Re: [PATCH 0/2] Put AP into safe hlt-loop code on S3 path

public inbox for devel@edk2.groups.io
 help / color / mirror / Atom feed

From: Laszlo Ersek <lersek@redhat.com>
To: "Yao, Jiewen" <jiewen.yao@intel.com>, "Fan, Jeff" <jeff.fan@intel.com>
Cc: "edk2-devel@ml01.01.org" <edk2-devel@ml01.01.org>,
	Paolo Bonzini <pbonzini@redhat.com>
Subject: Re: [PATCH 0/2] Put AP into safe hlt-loop code on S3 path
Date: Thu, 10 Nov 2016 13:08:25 +0100	[thread overview]
Message-ID: <170e5527-057f-9bff-af43-5b131fc93335@redhat.com> (raw)
In-Reply-To: <74D8A39837DF1E4DA445A8C0B3885C50386CE428@shsmsx102.ccr.corp.intel.com>

On 11/10/16 12:17, Yao, Jiewen wrote:
> Hi Laszlo
> 
> Thanks to test for us.
> 
>  
> 
> Are you saying Jeff’s patch introduces a new issue?
> 
> Or is this a previous issue but just not fixed by Jeff’s patch?

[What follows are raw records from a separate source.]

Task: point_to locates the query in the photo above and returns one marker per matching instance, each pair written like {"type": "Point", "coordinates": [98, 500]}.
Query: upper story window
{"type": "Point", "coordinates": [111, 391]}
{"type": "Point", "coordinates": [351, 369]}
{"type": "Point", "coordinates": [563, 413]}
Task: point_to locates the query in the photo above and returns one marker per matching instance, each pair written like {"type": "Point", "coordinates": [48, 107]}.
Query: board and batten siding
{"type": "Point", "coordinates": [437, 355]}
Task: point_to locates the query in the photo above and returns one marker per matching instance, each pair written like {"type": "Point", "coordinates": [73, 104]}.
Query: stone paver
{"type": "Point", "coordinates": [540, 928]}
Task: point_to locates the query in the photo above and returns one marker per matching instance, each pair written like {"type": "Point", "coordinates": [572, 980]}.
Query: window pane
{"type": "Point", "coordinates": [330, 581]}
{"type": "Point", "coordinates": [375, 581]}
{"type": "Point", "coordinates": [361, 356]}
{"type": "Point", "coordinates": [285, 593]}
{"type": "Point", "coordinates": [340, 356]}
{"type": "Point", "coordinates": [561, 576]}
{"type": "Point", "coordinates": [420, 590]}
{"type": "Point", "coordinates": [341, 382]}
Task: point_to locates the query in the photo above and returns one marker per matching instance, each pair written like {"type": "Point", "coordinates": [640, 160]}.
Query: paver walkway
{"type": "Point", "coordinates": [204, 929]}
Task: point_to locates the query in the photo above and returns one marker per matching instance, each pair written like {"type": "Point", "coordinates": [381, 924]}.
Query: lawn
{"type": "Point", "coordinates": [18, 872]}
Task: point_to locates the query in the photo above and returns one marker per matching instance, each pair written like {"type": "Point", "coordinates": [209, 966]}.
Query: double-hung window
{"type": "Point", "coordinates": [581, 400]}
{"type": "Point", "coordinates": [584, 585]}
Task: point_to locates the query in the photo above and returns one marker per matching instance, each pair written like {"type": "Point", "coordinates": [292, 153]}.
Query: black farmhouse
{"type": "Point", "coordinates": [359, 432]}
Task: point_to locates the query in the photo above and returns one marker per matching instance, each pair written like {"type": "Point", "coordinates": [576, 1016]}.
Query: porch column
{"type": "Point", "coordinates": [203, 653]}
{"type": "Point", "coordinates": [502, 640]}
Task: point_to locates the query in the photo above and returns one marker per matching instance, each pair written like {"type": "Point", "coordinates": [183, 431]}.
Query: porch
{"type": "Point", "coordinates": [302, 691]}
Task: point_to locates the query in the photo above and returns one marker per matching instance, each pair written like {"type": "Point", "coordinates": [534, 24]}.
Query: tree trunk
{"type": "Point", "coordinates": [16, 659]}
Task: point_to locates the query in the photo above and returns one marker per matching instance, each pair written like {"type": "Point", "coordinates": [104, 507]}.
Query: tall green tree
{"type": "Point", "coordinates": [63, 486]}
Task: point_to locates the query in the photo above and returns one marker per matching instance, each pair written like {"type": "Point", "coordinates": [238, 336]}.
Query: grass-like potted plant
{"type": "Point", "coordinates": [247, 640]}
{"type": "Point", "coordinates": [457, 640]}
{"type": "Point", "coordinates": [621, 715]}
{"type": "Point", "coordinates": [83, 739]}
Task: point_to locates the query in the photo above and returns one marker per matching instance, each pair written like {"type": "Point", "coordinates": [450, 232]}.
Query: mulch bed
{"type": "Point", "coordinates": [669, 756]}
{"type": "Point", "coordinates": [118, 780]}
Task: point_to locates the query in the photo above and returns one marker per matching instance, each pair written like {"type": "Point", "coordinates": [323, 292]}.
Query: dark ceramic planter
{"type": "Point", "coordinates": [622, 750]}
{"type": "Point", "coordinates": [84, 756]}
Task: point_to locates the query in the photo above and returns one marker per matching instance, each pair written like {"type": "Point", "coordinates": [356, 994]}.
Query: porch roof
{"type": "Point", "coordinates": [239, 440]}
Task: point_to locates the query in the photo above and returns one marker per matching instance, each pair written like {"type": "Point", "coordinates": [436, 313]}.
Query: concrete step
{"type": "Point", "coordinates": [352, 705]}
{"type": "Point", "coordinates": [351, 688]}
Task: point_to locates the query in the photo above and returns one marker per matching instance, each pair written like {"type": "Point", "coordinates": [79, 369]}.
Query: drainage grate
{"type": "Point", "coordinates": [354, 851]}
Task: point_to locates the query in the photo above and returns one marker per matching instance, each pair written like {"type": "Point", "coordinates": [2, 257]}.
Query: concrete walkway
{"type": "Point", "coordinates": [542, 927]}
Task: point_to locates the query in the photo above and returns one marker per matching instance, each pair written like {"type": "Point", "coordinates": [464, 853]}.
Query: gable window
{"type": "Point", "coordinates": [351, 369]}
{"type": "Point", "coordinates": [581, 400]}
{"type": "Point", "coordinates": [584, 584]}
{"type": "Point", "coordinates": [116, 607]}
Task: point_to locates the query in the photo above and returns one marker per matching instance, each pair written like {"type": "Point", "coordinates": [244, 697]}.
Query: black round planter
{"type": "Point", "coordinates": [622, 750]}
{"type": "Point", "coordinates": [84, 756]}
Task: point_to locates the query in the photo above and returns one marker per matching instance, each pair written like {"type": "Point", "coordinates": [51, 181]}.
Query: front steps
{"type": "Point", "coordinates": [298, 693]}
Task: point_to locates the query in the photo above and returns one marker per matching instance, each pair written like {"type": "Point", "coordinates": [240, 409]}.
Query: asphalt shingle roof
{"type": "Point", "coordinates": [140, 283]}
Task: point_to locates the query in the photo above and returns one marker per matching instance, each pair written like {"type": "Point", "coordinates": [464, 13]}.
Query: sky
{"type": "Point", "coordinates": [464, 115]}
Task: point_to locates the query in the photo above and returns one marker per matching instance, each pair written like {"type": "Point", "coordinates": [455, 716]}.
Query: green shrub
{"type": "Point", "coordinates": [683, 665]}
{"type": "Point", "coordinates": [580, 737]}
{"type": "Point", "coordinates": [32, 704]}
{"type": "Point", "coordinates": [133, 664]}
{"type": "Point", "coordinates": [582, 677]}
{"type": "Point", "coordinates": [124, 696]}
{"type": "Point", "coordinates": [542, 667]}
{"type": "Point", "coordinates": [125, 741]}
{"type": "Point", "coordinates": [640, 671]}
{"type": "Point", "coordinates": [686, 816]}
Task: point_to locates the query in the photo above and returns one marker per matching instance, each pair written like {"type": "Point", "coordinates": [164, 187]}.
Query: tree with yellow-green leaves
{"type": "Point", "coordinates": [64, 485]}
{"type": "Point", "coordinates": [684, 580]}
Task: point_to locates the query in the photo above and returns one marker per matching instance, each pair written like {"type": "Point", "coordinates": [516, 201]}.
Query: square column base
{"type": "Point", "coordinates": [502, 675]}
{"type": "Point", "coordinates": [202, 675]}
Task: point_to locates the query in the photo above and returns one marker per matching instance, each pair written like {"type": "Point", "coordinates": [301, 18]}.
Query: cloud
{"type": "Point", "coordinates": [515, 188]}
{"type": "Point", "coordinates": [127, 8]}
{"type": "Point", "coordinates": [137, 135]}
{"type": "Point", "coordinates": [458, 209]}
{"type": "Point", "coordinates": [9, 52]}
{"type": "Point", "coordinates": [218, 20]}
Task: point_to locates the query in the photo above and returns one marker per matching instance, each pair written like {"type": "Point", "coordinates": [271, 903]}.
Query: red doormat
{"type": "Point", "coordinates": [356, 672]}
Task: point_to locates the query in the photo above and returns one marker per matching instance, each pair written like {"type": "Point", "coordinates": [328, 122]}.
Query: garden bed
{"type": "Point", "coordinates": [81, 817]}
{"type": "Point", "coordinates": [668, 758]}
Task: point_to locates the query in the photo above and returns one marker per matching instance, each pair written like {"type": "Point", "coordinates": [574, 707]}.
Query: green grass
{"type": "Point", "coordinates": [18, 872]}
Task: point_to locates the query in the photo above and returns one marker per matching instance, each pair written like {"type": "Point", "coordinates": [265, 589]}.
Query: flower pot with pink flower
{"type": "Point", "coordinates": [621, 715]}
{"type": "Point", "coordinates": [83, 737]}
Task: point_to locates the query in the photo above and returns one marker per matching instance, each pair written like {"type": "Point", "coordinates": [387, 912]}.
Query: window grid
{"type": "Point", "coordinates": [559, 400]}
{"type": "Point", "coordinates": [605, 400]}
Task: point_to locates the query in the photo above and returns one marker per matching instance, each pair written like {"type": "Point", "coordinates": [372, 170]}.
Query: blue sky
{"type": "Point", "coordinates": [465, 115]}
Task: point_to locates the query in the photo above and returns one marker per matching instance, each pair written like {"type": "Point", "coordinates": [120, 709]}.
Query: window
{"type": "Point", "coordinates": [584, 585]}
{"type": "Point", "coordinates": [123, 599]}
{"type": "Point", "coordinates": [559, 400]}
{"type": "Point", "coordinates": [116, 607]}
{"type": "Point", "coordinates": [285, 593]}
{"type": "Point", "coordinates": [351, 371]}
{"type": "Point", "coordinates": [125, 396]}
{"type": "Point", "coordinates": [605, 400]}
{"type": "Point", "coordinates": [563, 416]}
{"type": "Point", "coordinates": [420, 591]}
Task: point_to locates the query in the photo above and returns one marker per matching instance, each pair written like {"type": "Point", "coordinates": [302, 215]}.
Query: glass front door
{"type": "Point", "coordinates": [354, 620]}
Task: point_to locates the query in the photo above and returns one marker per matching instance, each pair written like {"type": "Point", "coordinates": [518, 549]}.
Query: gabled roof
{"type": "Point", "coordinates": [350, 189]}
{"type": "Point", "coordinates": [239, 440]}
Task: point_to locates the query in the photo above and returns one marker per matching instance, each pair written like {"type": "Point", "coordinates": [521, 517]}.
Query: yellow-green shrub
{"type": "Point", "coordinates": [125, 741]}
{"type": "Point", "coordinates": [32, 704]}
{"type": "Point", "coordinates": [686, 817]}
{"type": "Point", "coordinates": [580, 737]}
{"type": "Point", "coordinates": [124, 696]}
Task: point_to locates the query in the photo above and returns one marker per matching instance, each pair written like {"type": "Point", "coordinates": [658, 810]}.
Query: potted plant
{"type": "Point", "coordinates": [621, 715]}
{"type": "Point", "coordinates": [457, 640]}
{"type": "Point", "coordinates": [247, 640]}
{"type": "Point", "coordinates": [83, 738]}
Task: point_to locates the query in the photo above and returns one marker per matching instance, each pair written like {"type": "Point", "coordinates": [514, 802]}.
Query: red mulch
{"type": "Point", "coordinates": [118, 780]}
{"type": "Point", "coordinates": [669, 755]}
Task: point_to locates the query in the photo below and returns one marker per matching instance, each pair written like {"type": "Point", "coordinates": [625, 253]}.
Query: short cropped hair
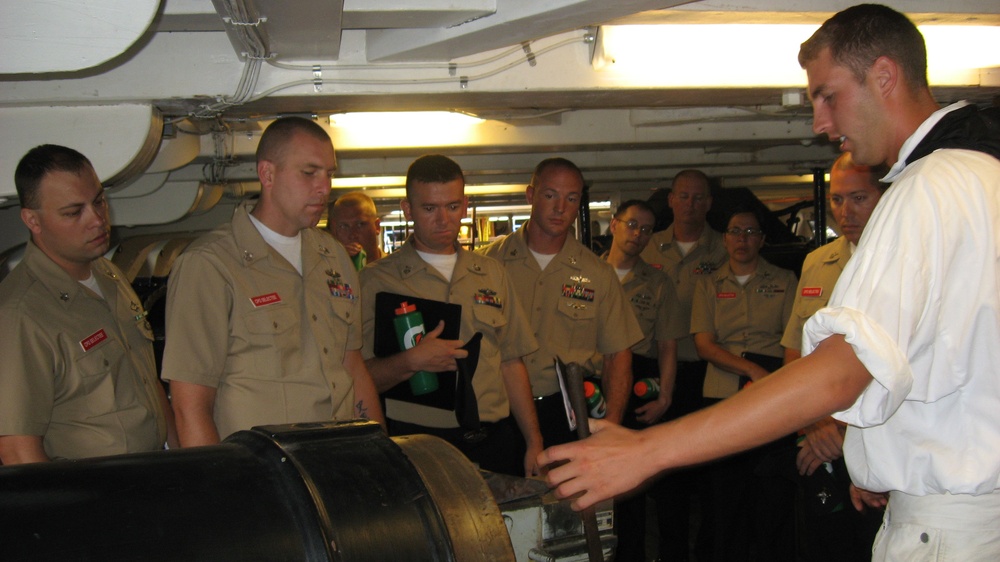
{"type": "Point", "coordinates": [746, 210]}
{"type": "Point", "coordinates": [277, 135]}
{"type": "Point", "coordinates": [860, 34]}
{"type": "Point", "coordinates": [694, 174]}
{"type": "Point", "coordinates": [634, 203]}
{"type": "Point", "coordinates": [845, 163]}
{"type": "Point", "coordinates": [38, 162]}
{"type": "Point", "coordinates": [556, 162]}
{"type": "Point", "coordinates": [432, 168]}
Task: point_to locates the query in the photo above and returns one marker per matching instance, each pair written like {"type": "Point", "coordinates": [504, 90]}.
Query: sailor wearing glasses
{"type": "Point", "coordinates": [738, 316]}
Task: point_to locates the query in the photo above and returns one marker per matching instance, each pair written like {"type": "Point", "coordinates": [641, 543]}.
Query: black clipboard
{"type": "Point", "coordinates": [454, 389]}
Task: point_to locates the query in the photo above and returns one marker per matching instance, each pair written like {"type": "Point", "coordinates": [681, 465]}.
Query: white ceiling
{"type": "Point", "coordinates": [115, 68]}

With your v2 series applied, Jeff's patches replace the crash /
emulation failure symptoms during S3 resume with less intrusive
symptoms, namely that some of the APs cannot be brought up by the OS,
occasionally.

Without your v2 series applied, Jeff's patches seem to present the same
symptoms (OS cannot bring up some APs), although much less frequently.
However, I cannot say definitively whether or not this exact same issues
exists, on Ia32X64, with none of the patch sets applied. I haven't seen
it before (on Ia32X64), but maybe I just haven't tried hard enough.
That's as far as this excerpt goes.